I don't mind saying I'm the anonymous editor mentioned above. But I don't think it's correct to call the trap an "anti-spam" feature. As I understand it, for technical reasons that I don't fully understand, the server has always had problems with some submissions (having to do with the way it handles pending forms.) In the old days, submitters were given a message saying "please send this to
xxx@dmoz.org" (hence called a "manual" submittal.) Most people didn't bother--those submittals were just lost to us.
About a month ago, the system began to dump those submittals into a Test category, where we take a quick look at them and try to pass them along to the category where they were submitted (or if it's an obvious misfit, a better category, or even the "badly misplaced--needs help" catchall category.)
Some may have suspected that these sites would be mostly spam, and in fact that was my first impression, but after looking at a few thousand of them, my current feeling is that they are very much like the rest of the directory: containing a large minority of EACH of good submittals, useless repeated submittals, and pure spam.
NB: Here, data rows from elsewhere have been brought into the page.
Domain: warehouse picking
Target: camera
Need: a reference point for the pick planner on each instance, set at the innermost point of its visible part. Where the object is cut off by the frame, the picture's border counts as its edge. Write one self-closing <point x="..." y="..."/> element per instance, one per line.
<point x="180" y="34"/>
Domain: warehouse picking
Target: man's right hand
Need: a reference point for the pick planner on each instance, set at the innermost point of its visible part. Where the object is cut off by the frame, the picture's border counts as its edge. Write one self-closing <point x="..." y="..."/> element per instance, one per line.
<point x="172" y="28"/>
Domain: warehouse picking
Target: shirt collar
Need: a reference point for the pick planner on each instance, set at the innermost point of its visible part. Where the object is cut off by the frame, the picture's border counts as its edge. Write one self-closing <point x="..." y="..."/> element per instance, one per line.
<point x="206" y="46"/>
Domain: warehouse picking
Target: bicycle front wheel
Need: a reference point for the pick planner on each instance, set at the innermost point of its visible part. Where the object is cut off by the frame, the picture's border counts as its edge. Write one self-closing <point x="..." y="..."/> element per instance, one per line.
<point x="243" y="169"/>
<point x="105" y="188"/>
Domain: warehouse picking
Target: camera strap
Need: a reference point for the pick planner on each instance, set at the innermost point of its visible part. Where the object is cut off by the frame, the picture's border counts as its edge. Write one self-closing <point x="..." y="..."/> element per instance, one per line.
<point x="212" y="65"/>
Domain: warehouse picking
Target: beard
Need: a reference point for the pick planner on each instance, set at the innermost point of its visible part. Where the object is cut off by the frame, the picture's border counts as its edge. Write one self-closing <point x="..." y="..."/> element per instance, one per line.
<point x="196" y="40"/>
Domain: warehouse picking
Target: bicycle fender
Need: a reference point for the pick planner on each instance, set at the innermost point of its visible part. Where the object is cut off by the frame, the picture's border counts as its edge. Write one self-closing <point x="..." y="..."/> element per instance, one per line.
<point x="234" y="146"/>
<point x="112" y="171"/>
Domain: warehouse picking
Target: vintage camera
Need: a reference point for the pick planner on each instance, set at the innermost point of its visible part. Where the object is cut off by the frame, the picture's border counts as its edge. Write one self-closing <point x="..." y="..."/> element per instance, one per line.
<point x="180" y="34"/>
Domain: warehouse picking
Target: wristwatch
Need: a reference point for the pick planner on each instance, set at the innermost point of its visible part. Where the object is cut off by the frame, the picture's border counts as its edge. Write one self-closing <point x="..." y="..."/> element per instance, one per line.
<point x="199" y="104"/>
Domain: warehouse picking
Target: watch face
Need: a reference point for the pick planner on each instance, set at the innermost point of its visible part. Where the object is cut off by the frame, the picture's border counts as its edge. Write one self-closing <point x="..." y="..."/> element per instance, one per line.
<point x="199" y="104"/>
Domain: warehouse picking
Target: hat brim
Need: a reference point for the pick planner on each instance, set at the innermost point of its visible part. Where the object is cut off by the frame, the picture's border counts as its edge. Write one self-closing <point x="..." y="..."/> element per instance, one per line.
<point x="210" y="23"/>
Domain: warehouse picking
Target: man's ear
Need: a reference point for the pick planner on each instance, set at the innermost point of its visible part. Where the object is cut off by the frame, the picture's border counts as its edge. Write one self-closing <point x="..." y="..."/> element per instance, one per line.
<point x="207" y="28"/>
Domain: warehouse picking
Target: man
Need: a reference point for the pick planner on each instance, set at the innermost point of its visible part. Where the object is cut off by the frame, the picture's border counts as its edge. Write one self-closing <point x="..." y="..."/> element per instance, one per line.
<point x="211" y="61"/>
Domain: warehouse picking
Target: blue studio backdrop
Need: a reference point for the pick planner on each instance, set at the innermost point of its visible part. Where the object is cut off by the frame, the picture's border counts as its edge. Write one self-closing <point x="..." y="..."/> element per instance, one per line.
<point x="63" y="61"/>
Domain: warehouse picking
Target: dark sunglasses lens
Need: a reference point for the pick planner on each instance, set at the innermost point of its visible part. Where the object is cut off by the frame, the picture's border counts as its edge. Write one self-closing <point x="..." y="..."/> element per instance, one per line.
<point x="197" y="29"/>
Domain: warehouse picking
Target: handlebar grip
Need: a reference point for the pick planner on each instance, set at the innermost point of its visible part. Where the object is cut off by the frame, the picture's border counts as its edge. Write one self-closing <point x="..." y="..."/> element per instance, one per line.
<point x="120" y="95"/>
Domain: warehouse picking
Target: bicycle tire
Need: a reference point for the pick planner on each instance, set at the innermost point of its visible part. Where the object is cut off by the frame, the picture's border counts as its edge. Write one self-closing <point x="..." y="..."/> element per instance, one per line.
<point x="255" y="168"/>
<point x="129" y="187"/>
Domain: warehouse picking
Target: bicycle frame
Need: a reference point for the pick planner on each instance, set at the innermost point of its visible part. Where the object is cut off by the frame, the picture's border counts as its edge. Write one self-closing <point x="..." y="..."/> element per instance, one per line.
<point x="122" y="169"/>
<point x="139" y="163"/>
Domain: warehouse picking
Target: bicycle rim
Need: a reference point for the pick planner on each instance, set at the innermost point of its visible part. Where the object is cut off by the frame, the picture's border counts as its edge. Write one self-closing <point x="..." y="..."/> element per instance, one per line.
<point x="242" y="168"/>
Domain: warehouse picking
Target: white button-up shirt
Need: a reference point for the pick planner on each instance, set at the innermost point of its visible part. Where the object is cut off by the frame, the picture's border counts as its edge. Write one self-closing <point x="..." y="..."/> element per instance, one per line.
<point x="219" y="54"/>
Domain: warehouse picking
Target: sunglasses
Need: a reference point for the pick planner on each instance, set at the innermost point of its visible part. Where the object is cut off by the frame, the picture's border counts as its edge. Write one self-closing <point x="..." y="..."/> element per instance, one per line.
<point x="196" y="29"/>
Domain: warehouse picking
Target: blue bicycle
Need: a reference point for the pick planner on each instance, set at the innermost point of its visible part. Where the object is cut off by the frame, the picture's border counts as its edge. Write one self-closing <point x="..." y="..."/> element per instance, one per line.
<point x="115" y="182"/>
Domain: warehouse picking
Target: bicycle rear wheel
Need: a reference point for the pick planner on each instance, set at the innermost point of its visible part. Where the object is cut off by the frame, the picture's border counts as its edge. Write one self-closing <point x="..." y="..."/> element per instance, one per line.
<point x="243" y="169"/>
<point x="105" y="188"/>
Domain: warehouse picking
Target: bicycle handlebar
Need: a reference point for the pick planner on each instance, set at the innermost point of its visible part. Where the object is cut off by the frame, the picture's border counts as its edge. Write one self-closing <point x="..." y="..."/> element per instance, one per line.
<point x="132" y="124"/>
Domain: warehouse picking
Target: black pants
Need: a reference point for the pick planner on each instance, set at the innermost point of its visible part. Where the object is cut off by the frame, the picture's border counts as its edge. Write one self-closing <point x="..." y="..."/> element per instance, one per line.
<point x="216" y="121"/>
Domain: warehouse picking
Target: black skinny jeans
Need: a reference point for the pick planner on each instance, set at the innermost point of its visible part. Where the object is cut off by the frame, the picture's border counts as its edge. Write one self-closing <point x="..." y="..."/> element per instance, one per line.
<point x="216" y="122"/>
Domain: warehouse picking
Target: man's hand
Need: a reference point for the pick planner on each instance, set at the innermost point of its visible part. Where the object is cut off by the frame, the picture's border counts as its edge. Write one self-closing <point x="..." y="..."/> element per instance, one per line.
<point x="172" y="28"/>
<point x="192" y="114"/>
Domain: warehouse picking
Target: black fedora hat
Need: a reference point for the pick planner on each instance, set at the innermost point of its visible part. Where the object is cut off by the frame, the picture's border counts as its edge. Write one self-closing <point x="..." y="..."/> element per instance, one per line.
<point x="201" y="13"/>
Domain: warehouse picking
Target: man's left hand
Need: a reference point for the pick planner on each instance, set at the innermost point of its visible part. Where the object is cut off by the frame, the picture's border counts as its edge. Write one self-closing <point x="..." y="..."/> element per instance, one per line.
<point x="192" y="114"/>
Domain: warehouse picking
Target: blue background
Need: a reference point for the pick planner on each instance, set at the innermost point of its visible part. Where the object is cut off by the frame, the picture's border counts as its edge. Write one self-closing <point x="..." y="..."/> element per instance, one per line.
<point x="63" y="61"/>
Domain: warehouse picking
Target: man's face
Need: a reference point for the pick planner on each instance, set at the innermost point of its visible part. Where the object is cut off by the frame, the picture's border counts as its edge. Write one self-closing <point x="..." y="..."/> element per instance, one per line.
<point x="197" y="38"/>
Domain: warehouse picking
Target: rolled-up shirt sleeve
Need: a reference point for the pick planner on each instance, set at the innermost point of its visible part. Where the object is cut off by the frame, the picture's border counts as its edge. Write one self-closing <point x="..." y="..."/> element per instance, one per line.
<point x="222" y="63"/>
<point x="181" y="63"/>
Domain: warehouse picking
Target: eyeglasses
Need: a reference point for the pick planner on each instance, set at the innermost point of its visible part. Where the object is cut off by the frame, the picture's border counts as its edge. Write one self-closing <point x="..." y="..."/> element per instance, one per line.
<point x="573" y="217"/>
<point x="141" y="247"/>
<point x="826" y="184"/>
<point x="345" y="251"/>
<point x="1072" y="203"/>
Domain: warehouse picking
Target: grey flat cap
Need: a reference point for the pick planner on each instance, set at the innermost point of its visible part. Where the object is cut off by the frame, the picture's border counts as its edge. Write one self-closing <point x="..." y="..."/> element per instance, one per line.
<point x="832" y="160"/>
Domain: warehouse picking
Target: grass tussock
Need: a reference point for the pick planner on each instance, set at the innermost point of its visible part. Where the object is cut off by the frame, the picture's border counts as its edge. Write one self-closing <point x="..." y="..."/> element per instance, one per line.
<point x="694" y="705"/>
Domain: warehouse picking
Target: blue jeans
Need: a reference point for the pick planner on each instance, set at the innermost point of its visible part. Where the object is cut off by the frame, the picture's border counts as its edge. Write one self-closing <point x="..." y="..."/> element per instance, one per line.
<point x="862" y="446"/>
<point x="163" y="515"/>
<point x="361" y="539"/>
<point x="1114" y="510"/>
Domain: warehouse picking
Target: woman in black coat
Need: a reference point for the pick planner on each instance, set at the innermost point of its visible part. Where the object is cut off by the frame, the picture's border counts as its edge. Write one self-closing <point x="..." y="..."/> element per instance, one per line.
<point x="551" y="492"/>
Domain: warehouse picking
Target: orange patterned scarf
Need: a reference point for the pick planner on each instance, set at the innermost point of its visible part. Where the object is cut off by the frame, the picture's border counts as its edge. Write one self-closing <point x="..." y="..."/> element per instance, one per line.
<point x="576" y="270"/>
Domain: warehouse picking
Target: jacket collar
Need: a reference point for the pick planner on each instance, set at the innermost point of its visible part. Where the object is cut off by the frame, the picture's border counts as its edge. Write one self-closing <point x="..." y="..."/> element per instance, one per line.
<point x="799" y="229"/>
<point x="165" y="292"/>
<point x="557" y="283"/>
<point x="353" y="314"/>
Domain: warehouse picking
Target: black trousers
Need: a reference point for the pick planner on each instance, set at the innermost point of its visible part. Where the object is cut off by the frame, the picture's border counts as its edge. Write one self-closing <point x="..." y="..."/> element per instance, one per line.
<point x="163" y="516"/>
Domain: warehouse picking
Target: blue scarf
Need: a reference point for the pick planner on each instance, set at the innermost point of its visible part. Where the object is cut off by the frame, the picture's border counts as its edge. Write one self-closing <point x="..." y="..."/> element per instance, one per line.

So, it's a filter, but not a spam filter. I do weed out some blatant spam, but I also redirect some sites to a better category much more quickly than they might otherwise have been.
But for those pests who submit their domain name before they develop their sites (hoping, I suppose, to develop them while the submittal is progressing down the pipeline) -- have I mentioned lately how counterproductive this strategy is? There is no pipeline out of this swamp, there are merely thousands of editors wandering around the swamp, scooping water into buckets with soupspoons. The scum often gets scooped out quickly. What you get is not a prominent place in the pipeline, what you get is the beginning of a bad reputation for your site. And, while this is not a goal or priority for ODP editors, we can rejoice in seeing justice happen.